Mqabba fireworks display tonight

Music to the ears

A free spectacle of colour and music - without the deafening noise usually associated with fireworks - is being promised by the Mqabba fireworks factory this evening in a show starting at 9.45 p.m.

The sound and light show by the winners of this year's Malta Fireworks Festival, held earlier this year over the Grand Harbour, is best seen and heard from along the Mqabba bypass.

The St Mary Fireworks Factory belongs to the King George V Band Club, set up in 1910. It has been setting off fireworks to music since 1997.

This means that, because of the need to synchronise the two, the loud bags heard in traditional fireworks displays are absent.

"Naturally there is always an explosion - the fireworks have to explode to reveal their pattern - but it's not the deafening noise one is used to. We produce traditional petards too, but for shows the accent is on having a spectacle," fireworks manufacturer Ronald Zammit said.

Mr Zammit has just turned 40 and has been making fireworks for the past 12 years. Like many of the enthusiasts around the island, he learnt the skill through friends.

Patterns of Maltese crosses or stars are not what the Maltese are generally accustomed to seeing in fireworks displays at village feasts. And that's just two of the visual effects the Mqabba factory, with its 20 licensed pyro-technicians, is creating. "In addition to those who make the fireworks, we have a number of volunteers who help with cutting the cardboard and laying the pipes from which the fireworks are launched. We have to install hundreds of pipes and it's a laborious task both to fix them in place as well as to remove them after the feast," Mr Zammit said.

The launching pipes range in diameter from 2.5 to 30cm. Because petards are set off by computer during the sound and light show, no one is anywhere near them at the time.

The petards are put into the pipes the day before and are then wired so that they are fired "in step" with the music. Different sized petards explode at different heights, depending on the music.

In spite of changes in technology, there are still some old hands at the St Mary factory. The oldest licensed technician is Censu Galea, known as is-sulut, who is 68.

"The technique and manufacture of fireworks have changed over time but Censu adapted well and is very versatile to work with," Mr Zammit said. Some petards are huge, with a 25cm diameter standing some two metres tall and weighing around 40 kilogrammes.

Still basking in the glory of having won the festival, the enthusiasts at St Mary nevertheless have words of praise for the work done by their rivals.
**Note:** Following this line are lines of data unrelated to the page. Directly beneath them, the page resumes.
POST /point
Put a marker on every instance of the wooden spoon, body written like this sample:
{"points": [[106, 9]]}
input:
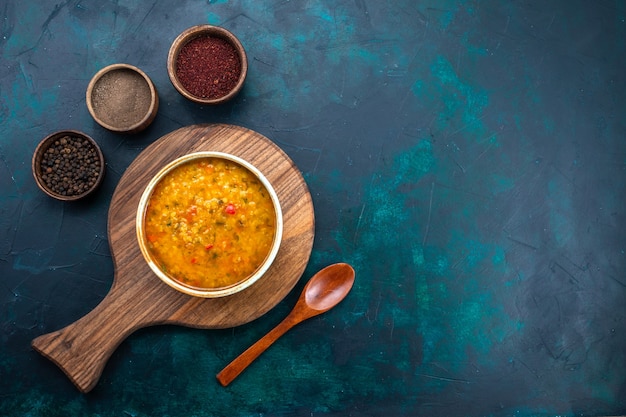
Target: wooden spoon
{"points": [[323, 291]]}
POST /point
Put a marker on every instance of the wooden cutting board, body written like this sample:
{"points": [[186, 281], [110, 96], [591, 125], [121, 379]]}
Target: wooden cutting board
{"points": [[138, 298]]}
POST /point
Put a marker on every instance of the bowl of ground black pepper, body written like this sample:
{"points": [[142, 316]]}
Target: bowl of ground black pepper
{"points": [[68, 165], [207, 64], [122, 98]]}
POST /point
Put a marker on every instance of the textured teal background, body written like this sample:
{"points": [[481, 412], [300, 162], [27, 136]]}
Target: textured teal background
{"points": [[468, 158]]}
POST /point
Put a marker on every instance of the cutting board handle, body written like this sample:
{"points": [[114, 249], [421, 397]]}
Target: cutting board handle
{"points": [[82, 348]]}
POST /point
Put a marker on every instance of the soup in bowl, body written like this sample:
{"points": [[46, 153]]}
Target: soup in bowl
{"points": [[209, 224]]}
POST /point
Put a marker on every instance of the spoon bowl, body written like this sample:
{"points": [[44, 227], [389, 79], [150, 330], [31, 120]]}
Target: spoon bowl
{"points": [[324, 290]]}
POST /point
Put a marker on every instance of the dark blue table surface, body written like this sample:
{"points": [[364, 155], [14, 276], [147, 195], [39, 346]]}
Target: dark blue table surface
{"points": [[468, 158]]}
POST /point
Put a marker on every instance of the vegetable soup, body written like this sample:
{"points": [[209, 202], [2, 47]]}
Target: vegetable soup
{"points": [[210, 223]]}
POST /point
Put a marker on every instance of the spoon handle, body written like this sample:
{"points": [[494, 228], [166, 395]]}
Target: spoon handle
{"points": [[241, 362]]}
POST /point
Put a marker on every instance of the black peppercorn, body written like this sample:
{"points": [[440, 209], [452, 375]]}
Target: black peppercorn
{"points": [[70, 166]]}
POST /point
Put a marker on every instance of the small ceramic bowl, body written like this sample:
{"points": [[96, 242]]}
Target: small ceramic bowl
{"points": [[122, 98], [207, 64], [209, 224], [68, 165]]}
Lija's St Michael Fireworks Factory, renowned for the magnificence of its fireworks displays, had won two awards, namely best colours and best shells, at the aforementioned festival while St Mary won three of the five categories - best synchronisation to music, best choreography and the prize for original fireworks - as well as the overall prize given by the international jury and the popular vote by the public.